Legt man diesen Rahmen an, sieht es schlechter aus mit den Gründungen. Laut Start-up-Verband wurden 2023 in Deutschland knapp 2.500 Start-ups gegründet. Gegenüber dem Vorjahr sei das ein Rückgang von knapp 5 Prozent. Die Zahlen werden gemeinsam mit der Datenbank „Startupdetector“ ermittelt. Danach ist mit 468 Gründungen Berlin Spitzenreiter bei den absoluten Gründungen, relativ zur Einwohnerzahl hatte sich im Vorjahr München auf Platz 1 geschoben. Unter dem Strich gab es in beiden Städten aber weniger Neugründungen als in den vorherigen Jahren, der Verband sagt es so: „Der Gründungsmotor in den beiden Hotspots stottert.“ Berlin ist mit einem Rückgang von 7 Prozent, München sogar mit einem Rückgang von 13 Prozent konfrontiert. Hamburg dagegen kann entgegen dem Bundestrend ein Wachstum um 10 Prozent verzeichnen. Auffällig sei die Dynamik forschungsstarker Gründungsstandorte wie Darmstadt, Karlsruhe oder auch Heidelberg – hier schlummerten Deutschlands große Potenziale. Um deutsche Universitäten entstehen zunehmend innovative Start-ups, die wissenschaftliche Durchbrüche schnell in die unternehmerische Praxis bringen.

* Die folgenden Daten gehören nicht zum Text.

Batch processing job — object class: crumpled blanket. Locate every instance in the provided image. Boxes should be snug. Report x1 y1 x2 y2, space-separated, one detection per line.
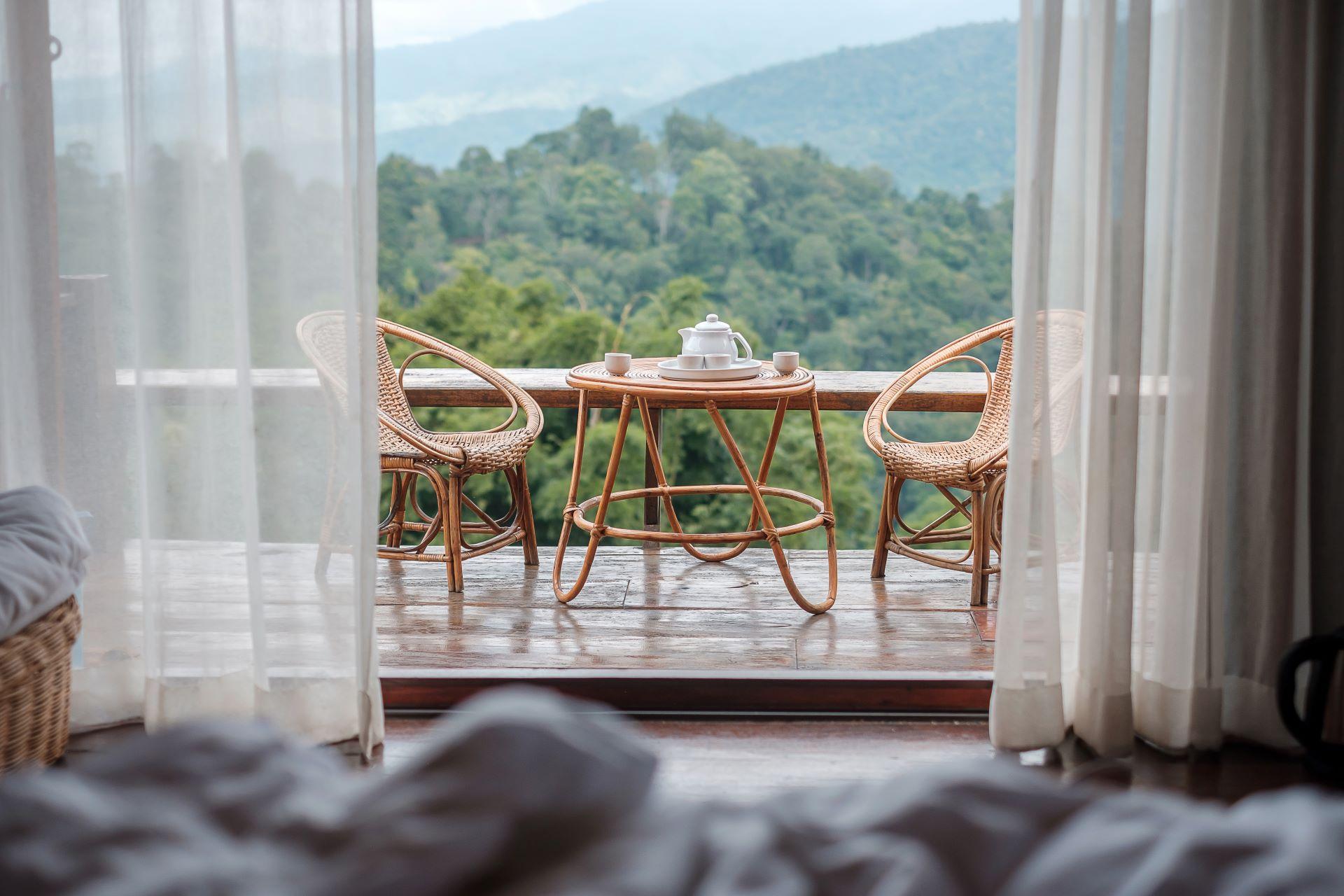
0 485 89 640
0 689 1344 896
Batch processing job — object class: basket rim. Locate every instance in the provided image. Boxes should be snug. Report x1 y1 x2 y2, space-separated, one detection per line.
0 595 80 700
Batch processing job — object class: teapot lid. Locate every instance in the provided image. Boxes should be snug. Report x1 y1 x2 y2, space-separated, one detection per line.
695 314 732 333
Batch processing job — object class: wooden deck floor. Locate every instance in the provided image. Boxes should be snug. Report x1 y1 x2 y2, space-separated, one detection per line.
377 547 997 673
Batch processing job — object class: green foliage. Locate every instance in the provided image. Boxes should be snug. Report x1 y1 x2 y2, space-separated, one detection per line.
379 108 1012 548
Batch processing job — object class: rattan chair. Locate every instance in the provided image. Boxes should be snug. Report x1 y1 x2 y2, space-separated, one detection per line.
298 312 543 591
863 310 1084 606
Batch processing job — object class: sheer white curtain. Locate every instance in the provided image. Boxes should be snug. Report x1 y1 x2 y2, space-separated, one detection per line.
0 0 382 750
990 0 1338 754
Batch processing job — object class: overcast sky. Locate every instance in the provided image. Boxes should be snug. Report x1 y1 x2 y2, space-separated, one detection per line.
374 0 589 47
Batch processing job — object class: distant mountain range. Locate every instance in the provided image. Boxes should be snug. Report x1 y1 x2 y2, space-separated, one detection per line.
375 0 1017 188
631 22 1017 199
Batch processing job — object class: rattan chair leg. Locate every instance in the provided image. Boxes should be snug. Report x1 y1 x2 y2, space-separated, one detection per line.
970 491 989 607
440 473 465 594
869 473 895 579
387 473 408 548
513 462 540 567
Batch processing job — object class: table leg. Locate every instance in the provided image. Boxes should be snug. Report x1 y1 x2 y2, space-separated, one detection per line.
704 393 839 612
638 398 789 563
551 390 634 603
640 408 663 554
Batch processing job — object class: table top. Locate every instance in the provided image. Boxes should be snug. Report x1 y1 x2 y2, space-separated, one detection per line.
564 357 816 402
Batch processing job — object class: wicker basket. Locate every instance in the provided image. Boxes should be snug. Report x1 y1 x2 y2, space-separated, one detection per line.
0 598 79 774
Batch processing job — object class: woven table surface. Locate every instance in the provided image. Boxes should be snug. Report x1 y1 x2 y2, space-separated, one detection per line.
564 357 815 399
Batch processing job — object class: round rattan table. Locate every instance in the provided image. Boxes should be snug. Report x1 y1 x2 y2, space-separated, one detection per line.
551 357 837 612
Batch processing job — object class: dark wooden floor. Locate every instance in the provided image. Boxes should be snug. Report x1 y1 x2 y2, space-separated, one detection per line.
377 547 995 674
378 716 1310 802
63 715 1313 802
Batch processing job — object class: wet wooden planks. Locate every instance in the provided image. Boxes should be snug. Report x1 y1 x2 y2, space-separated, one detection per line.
377 547 993 673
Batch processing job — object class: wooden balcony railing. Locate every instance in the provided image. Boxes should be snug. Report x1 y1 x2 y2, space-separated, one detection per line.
117 367 986 540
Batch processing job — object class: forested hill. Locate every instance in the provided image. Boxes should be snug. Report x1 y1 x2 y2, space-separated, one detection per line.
633 22 1017 197
379 108 1011 379
378 108 1012 547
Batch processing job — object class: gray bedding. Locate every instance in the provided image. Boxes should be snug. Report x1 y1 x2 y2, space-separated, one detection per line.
0 485 89 640
0 689 1344 896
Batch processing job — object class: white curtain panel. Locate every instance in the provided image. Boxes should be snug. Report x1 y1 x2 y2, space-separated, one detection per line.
0 0 382 750
990 0 1320 755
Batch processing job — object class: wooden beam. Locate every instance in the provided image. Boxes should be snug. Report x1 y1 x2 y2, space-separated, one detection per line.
382 669 993 713
117 367 985 414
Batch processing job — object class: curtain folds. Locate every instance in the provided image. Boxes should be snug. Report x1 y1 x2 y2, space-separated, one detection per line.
0 0 382 751
990 0 1337 755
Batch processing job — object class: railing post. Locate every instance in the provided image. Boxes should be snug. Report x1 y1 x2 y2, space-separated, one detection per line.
644 407 663 551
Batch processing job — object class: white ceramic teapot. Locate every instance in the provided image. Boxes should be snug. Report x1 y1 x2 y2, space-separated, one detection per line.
678 314 751 361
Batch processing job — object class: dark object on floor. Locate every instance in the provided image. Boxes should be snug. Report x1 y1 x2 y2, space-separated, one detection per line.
1278 629 1344 785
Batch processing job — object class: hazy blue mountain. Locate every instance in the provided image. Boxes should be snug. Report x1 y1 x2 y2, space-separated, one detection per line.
633 22 1017 197
375 0 1016 138
378 108 574 168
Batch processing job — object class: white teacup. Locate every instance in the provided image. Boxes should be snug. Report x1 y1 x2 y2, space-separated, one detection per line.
704 354 732 371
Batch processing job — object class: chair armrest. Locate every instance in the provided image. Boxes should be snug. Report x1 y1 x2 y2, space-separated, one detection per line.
863 355 995 456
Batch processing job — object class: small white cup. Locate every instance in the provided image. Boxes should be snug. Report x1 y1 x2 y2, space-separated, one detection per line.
704 354 732 371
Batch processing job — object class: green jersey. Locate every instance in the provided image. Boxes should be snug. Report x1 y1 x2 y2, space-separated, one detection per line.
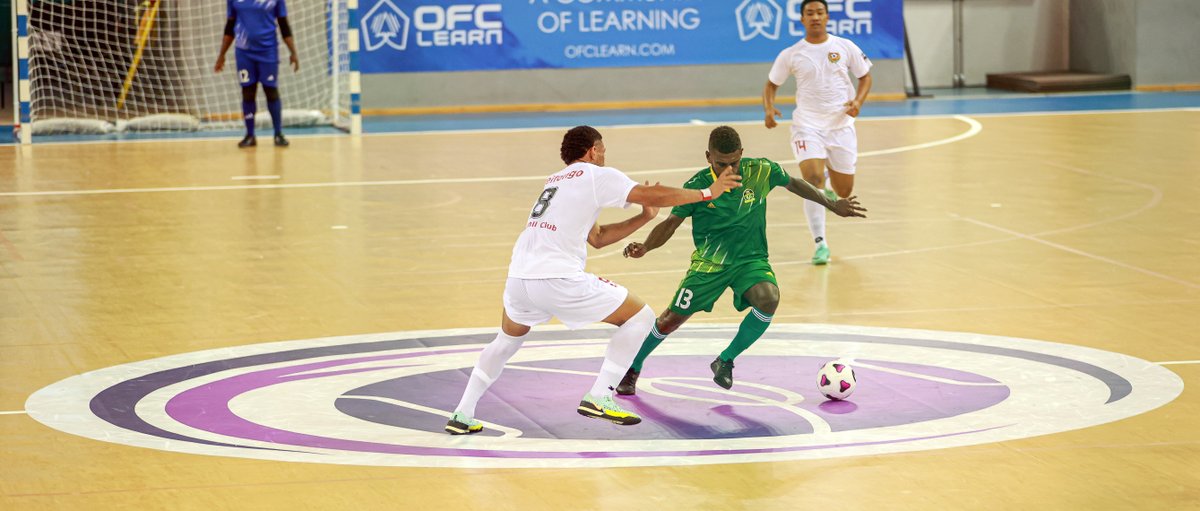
671 158 791 273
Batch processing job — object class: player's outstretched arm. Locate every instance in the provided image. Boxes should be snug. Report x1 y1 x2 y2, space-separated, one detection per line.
762 80 784 130
625 173 742 208
787 178 866 218
276 16 300 73
624 215 683 259
212 17 238 73
588 199 659 248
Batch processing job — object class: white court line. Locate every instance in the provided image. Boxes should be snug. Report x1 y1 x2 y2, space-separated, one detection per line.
961 217 1200 289
0 115 983 197
7 101 1200 146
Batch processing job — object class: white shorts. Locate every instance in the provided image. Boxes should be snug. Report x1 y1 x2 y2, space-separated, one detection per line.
504 273 629 330
792 124 858 174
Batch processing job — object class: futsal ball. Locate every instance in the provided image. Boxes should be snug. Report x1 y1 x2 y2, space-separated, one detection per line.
817 359 858 401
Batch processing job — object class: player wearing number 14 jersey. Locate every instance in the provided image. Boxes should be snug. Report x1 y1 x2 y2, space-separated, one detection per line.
445 126 742 434
617 126 866 396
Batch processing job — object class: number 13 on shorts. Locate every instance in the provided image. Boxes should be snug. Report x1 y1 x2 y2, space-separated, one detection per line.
676 288 691 311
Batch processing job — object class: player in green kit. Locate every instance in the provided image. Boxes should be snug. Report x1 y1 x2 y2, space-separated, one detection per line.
617 126 866 396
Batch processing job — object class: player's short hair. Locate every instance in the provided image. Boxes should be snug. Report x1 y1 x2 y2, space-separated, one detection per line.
800 0 829 14
558 126 604 164
708 126 742 155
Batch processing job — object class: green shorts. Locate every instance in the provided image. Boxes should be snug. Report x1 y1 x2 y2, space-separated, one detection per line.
671 259 779 315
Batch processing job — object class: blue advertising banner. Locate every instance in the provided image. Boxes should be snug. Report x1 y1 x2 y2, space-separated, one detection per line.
359 0 904 73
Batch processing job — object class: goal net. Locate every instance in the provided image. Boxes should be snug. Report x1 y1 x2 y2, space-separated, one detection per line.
26 0 350 134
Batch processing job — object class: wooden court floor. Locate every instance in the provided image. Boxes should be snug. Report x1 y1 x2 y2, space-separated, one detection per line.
0 110 1200 510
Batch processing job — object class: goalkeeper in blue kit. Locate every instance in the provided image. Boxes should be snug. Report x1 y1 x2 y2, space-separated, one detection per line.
214 0 300 148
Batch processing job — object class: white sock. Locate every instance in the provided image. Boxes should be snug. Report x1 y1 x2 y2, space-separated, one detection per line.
455 332 524 417
588 305 654 397
804 196 826 245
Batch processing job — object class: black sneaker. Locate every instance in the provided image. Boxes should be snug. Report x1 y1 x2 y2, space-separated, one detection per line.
708 356 733 389
617 368 642 396
445 411 484 434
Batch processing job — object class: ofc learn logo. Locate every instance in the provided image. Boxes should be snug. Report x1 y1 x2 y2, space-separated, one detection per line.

Kommen wir zum GreenTech-Sektor, der tatsächlich für Deutschland so etwas ist wie für das Silicon Valley die Start-ups mit Ideen rund um die Künstliche Intelligenz. Einen Einblick in den Bereich bietet der startupdetector Report aus dem Jahr 2022. Damals sank die Zahl der Start-up-Neugründungen gegenüber dem Vorjahr um 22 Prozent und Investoren hielten sich mit neuen Investments zurück. Und das, nachdem die Corona-Pandemie gerade überwunden schien und neue Hoffnung auf Wachstum keimte.
Zugleich begann Russlands Krieg gegen die Ukraine, die Inflation stieg auf Rekordniveau. Die Krisen, die unsichere Wirtschaftslage, die damit einhergehenden Preissteigerungen drückten auf die Gründungstätigkeit. Dennoch: Gründungen im Bereich GreenTech verzeichneten – neben Blockchain-basierten Produkten – Zuwächse. Investoren nahmen die Wichtigkeit grüner Technologien für die Zukunft offenbar ernst. Allein GreenTech erlebte einen Zuwachs an Finanzierungsrunden um 44 Prozent – wohlgemerkt 2022. Und was ist mit den Gründerinnen, auf denen große Hoffnungen liegen? Deren Anteil von Gründungen war während der ersten beiden Pandemiejahre deutlich gestiegen. Doch 2022 wurde die Hoffnung auf den Beginn eines positiven Trends wieder getrübt. Der Gründerinnenanteil sank wieder deutlich auf 37 Prozent, berichtete das Bundeswirtschaftsministerium unter Berufung auf den KfW-Monitor. Bei Vollerwerbsgründungen sei der Anteil von Frauen noch stärker zurück gegangen, nämlich auf 34 Prozent. Bei Nebenerwerbsgründungen liegt er bei 41 Prozent, das sei knapp überdurchschnittlich.
Es zeige sich einmal mehr, dass der jährliche Gründerinnenanteil „beständig um seinen langjährigen Durchschnitt von 39 Prozent schwanke“, so das Ministerium. Etwas mehr als ein Drittel der Unternehmen wird von Frauen gegründet. Dieser Wert findet sich übrigens auch im eingangs erwähnten Wasserstoff-Start-up WEW Hydrogen: Dort ist einer der drei Gründer eine Gründerin.